What it was: While the final version of Conviction flirts with the idea of Fisher as a dodgy rogue agent, the original design was based entirely around this concept, with our hero bearded, desperate and unhinged. "It was a tale of survival where Fisher would stop at nothing to achieve his goals," says Richard Arroyo, one of the game's animators. "Sam was going through a major change when we first started. We were watching Jason Bourne, Jack Bauer and James Bond, and comparing them to him. The idea was to make him rely more on instincts and have him adapt to an active world where there wasn't the classic hiding in the shadow game play".
There were also elements of Ubisoft's Assassin's Creed series creeping in. "This version of Sam would need to blend and use the environment around him, and he would need to 'mingle' with the everyday civilian," says Arroyo. "This is where the idea of the jacket and backpack came from because they would enable him to carry and hide weapons. Fisher was going to be fully rogue - no rules, no restrictions, and no moral code - using an assortment of 'shady' characters to get his weapons and intelligence. I wanted Sam to be as ruthless as possible by making his take down and interrogation moves malicious, giving the player a shock factor you would normally see in the God of War series".

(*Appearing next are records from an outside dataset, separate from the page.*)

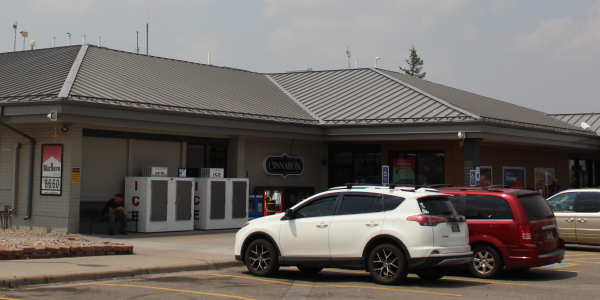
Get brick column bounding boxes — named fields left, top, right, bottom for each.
left=463, top=139, right=483, bottom=186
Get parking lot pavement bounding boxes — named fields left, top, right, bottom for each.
left=0, top=246, right=600, bottom=300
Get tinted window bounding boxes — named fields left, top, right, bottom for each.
left=519, top=195, right=554, bottom=221
left=383, top=195, right=404, bottom=211
left=548, top=193, right=577, bottom=212
left=294, top=195, right=337, bottom=218
left=465, top=195, right=512, bottom=220
left=577, top=192, right=600, bottom=212
left=419, top=197, right=457, bottom=215
left=339, top=195, right=377, bottom=215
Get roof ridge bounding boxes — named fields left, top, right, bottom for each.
left=83, top=45, right=262, bottom=75
left=265, top=74, right=324, bottom=124
left=369, top=68, right=482, bottom=119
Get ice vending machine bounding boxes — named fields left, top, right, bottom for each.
left=194, top=178, right=248, bottom=229
left=124, top=177, right=194, bottom=232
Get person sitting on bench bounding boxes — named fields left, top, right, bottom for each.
left=102, top=193, right=127, bottom=235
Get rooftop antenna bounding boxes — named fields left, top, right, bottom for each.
left=13, top=21, right=17, bottom=52
left=21, top=31, right=29, bottom=51
left=346, top=46, right=350, bottom=69
left=146, top=0, right=150, bottom=55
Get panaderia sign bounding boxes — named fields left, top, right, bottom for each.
left=263, top=154, right=304, bottom=178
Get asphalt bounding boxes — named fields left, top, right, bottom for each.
left=0, top=230, right=242, bottom=288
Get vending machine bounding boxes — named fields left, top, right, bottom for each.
left=124, top=177, right=194, bottom=232
left=194, top=177, right=249, bottom=230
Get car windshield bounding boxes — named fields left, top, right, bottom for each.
left=419, top=197, right=458, bottom=215
left=518, top=195, right=554, bottom=221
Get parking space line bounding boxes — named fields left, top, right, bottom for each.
left=99, top=283, right=255, bottom=300
left=198, top=273, right=462, bottom=297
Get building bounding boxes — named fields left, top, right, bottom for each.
left=0, top=45, right=600, bottom=232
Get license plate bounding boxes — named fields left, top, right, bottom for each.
left=450, top=224, right=460, bottom=232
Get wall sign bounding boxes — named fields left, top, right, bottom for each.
left=40, top=145, right=63, bottom=196
left=263, top=154, right=304, bottom=178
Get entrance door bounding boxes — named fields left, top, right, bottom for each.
left=231, top=181, right=248, bottom=219
left=175, top=181, right=192, bottom=221
left=150, top=180, right=169, bottom=222
left=210, top=181, right=225, bottom=219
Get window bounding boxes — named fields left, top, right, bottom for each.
left=518, top=195, right=554, bottom=221
left=465, top=195, right=512, bottom=220
left=383, top=195, right=404, bottom=211
left=548, top=193, right=577, bottom=212
left=419, top=197, right=458, bottom=215
left=339, top=194, right=381, bottom=215
left=389, top=151, right=445, bottom=185
left=577, top=192, right=600, bottom=213
left=294, top=194, right=337, bottom=219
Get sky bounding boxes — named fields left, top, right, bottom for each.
left=0, top=0, right=600, bottom=113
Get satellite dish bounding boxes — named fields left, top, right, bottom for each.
left=579, top=122, right=592, bottom=130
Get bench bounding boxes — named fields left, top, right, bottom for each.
left=79, top=201, right=139, bottom=235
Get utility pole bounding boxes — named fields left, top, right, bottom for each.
left=13, top=21, right=17, bottom=52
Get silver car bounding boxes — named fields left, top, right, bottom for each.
left=547, top=189, right=600, bottom=245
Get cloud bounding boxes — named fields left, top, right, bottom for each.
left=27, top=0, right=97, bottom=13
left=175, top=35, right=220, bottom=64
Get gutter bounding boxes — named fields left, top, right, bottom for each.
left=0, top=106, right=35, bottom=220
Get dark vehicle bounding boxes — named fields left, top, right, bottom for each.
left=439, top=187, right=565, bottom=278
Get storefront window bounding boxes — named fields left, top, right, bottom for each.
left=389, top=151, right=445, bottom=185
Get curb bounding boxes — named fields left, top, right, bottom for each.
left=0, top=260, right=243, bottom=288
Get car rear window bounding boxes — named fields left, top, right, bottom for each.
left=419, top=197, right=458, bottom=215
left=518, top=195, right=554, bottom=221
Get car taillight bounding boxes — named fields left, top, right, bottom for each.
left=519, top=225, right=531, bottom=243
left=406, top=215, right=448, bottom=226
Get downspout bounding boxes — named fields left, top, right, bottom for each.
left=0, top=106, right=35, bottom=220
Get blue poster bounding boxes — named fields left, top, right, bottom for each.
left=504, top=168, right=525, bottom=188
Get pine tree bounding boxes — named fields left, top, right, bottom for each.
left=400, top=45, right=427, bottom=79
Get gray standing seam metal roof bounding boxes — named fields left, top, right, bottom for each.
left=548, top=113, right=600, bottom=135
left=381, top=70, right=580, bottom=130
left=70, top=46, right=317, bottom=122
left=267, top=69, right=474, bottom=123
left=0, top=46, right=80, bottom=99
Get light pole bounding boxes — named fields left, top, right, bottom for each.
left=13, top=21, right=17, bottom=52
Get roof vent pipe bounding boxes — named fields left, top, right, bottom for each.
left=0, top=106, right=35, bottom=220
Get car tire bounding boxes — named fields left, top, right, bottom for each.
left=296, top=266, right=323, bottom=274
left=368, top=244, right=408, bottom=285
left=469, top=245, right=504, bottom=278
left=416, top=268, right=448, bottom=281
left=245, top=239, right=279, bottom=276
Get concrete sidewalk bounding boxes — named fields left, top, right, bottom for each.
left=0, top=230, right=242, bottom=288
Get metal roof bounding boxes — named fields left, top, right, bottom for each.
left=381, top=70, right=580, bottom=131
left=267, top=69, right=476, bottom=124
left=0, top=46, right=80, bottom=100
left=69, top=46, right=316, bottom=122
left=548, top=113, right=600, bottom=135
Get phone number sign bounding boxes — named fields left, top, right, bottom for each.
left=40, top=145, right=63, bottom=196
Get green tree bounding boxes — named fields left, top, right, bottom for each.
left=400, top=45, right=427, bottom=79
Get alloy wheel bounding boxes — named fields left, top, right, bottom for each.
left=473, top=249, right=496, bottom=274
left=248, top=245, right=271, bottom=272
left=373, top=249, right=399, bottom=280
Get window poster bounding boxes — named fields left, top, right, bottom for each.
left=40, top=145, right=63, bottom=196
left=392, top=158, right=415, bottom=184
left=502, top=167, right=525, bottom=188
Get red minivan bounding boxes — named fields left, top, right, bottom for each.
left=438, top=187, right=565, bottom=278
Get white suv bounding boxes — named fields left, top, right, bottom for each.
left=235, top=185, right=473, bottom=284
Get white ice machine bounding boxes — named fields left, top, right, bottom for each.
left=124, top=177, right=194, bottom=232
left=194, top=178, right=248, bottom=229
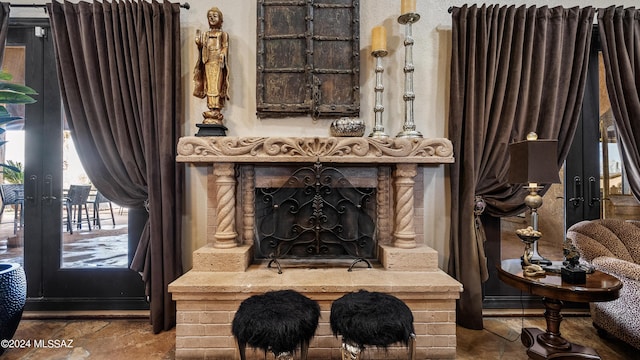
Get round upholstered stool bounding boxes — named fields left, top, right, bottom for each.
left=330, top=290, right=415, bottom=360
left=231, top=290, right=320, bottom=360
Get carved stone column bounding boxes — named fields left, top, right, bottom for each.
left=242, top=165, right=256, bottom=245
left=213, top=163, right=238, bottom=248
left=393, top=164, right=418, bottom=249
left=376, top=166, right=392, bottom=245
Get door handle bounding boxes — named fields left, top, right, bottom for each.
left=587, top=176, right=600, bottom=206
left=569, top=175, right=584, bottom=207
left=42, top=175, right=58, bottom=204
left=24, top=175, right=38, bottom=201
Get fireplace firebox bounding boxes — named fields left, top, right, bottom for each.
left=169, top=136, right=462, bottom=360
left=254, top=162, right=377, bottom=260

But the creative directors at Ubisoft were not so keen on seeing their dashing stealth agent becoming a homicidal mash up of Jack Bauer and Kratos. They were also wary of cannibalising the crowd stealth elements of Assassin's Creed. "There was a lot of reinventing the wheel, when we could have taken the best elements of Splinter Cell and added original gameplay or visuals," says Arroyo. "Our initial pitch was very well received, but we were slowly deviating from the elements that made the series so successful".